“Owning physical gold is like having a put option on your government and the financial system. And when you don’t have confidence in these things, the paper price of a gold contract that trades in a government-regulated commodities exchange is… irrelevant.” An important reminder from the SovereignMan.

The price of gold has taken a hit in the last few weeks dipping down to the $1,500’s. If you own gold and silver as ‘a put option on the financial system’ this temporary dip is of little concern, what you own is real money. And this week Patrick Barron explained why it is the dollar and not gold that is overvalued.
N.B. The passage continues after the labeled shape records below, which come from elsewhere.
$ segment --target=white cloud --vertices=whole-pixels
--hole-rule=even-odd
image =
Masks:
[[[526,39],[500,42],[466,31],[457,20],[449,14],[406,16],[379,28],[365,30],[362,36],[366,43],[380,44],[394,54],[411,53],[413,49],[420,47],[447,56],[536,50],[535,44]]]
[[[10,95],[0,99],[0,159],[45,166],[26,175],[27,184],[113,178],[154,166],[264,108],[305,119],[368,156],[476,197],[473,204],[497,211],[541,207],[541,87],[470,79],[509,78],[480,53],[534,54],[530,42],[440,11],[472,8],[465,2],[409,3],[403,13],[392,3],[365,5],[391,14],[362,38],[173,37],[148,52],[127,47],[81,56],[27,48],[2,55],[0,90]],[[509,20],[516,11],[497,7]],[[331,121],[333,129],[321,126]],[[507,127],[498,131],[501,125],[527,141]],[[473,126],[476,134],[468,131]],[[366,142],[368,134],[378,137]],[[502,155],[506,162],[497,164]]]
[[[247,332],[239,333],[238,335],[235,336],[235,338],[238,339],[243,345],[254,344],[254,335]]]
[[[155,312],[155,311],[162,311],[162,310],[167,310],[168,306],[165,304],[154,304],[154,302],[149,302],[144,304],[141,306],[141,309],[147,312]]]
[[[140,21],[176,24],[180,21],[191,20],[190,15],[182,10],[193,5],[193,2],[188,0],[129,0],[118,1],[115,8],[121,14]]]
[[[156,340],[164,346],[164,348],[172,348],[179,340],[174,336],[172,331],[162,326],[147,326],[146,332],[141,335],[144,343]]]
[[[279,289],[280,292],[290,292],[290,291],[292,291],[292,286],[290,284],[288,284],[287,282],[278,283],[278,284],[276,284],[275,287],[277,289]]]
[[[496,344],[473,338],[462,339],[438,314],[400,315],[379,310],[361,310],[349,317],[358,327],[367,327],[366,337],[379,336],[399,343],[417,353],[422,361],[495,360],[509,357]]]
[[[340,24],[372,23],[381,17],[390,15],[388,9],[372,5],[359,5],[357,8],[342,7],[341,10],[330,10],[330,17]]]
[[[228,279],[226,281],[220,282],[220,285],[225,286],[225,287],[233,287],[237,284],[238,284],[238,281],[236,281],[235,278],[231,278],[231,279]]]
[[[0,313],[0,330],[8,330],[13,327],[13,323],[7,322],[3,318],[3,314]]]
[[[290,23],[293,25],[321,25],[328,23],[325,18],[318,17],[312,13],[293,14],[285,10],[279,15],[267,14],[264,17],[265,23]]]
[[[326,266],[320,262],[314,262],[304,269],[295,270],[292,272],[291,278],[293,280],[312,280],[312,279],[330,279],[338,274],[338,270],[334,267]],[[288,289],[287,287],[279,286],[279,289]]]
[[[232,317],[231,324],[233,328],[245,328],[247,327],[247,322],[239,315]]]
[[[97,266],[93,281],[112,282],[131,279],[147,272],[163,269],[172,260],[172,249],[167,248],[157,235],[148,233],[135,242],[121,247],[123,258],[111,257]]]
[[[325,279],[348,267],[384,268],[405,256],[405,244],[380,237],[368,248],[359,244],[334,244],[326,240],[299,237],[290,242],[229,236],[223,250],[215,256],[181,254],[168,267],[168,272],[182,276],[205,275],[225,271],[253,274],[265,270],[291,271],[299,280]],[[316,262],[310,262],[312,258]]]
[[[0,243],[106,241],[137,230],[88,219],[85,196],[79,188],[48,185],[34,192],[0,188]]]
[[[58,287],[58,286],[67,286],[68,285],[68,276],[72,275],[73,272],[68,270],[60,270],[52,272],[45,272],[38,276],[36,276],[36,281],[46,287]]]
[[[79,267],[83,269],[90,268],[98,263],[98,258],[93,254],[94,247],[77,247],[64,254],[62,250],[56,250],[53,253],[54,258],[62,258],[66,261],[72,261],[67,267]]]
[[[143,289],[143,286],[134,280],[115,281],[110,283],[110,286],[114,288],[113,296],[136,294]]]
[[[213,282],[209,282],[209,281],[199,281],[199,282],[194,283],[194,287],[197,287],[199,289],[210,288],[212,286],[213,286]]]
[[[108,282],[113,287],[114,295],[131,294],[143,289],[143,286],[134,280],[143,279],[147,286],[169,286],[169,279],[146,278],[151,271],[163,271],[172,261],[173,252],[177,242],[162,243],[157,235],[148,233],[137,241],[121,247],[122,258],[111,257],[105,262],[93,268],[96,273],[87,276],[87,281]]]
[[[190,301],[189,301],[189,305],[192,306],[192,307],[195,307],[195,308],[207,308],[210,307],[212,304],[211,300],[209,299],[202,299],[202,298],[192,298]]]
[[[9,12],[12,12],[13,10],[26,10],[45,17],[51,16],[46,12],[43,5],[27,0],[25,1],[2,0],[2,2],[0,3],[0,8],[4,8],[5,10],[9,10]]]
“The problem with comparing the price of gold in dollar terms today and its price in the past is that it ignores dollar inflation.  The price of gold today is around $1,600 per ounce.”

“In December 1980 the CPI stood at 86.3.  In January 2013 it was 230.3. (This is hardly believable; i.e., that prices have gone up only 2.7 times since 1980.)  Nevertheless, adjusting for the CPI increase since 1980, the price of gold today should be $1,633…about where it is right now.”

“But now let’s look at inflation of the money supply.  In 1980 M1 was $.420 trillion and M2 was $1.605 trillion.  As of January 2013, M1 is $2.470 trillion and M2 is $10.445 trillion.  So, taking into account the great inflation in M1 and M2, the price of gold should be either $3,600 per ounce (M1 equivalence) or $3,983 per ounce (M2 equivalence) for the price of gold, IN DOLLAR TERMS, to match its price at year end 1980.”

“Another way to look at the relationship between the dollar price of gold and dollar inflation is to calculate gold’s dollar coverage price; i.e., for the Fed, which owns 262 million ounces of gold, to back the dollar in gold and make it truly redeemable, it would be forced to set the price at either $9,427 per ounce (M1) or $39,866 per ounce (M2).  In other words, at any lower price the Fed would not be able to redeem all of its dollars.”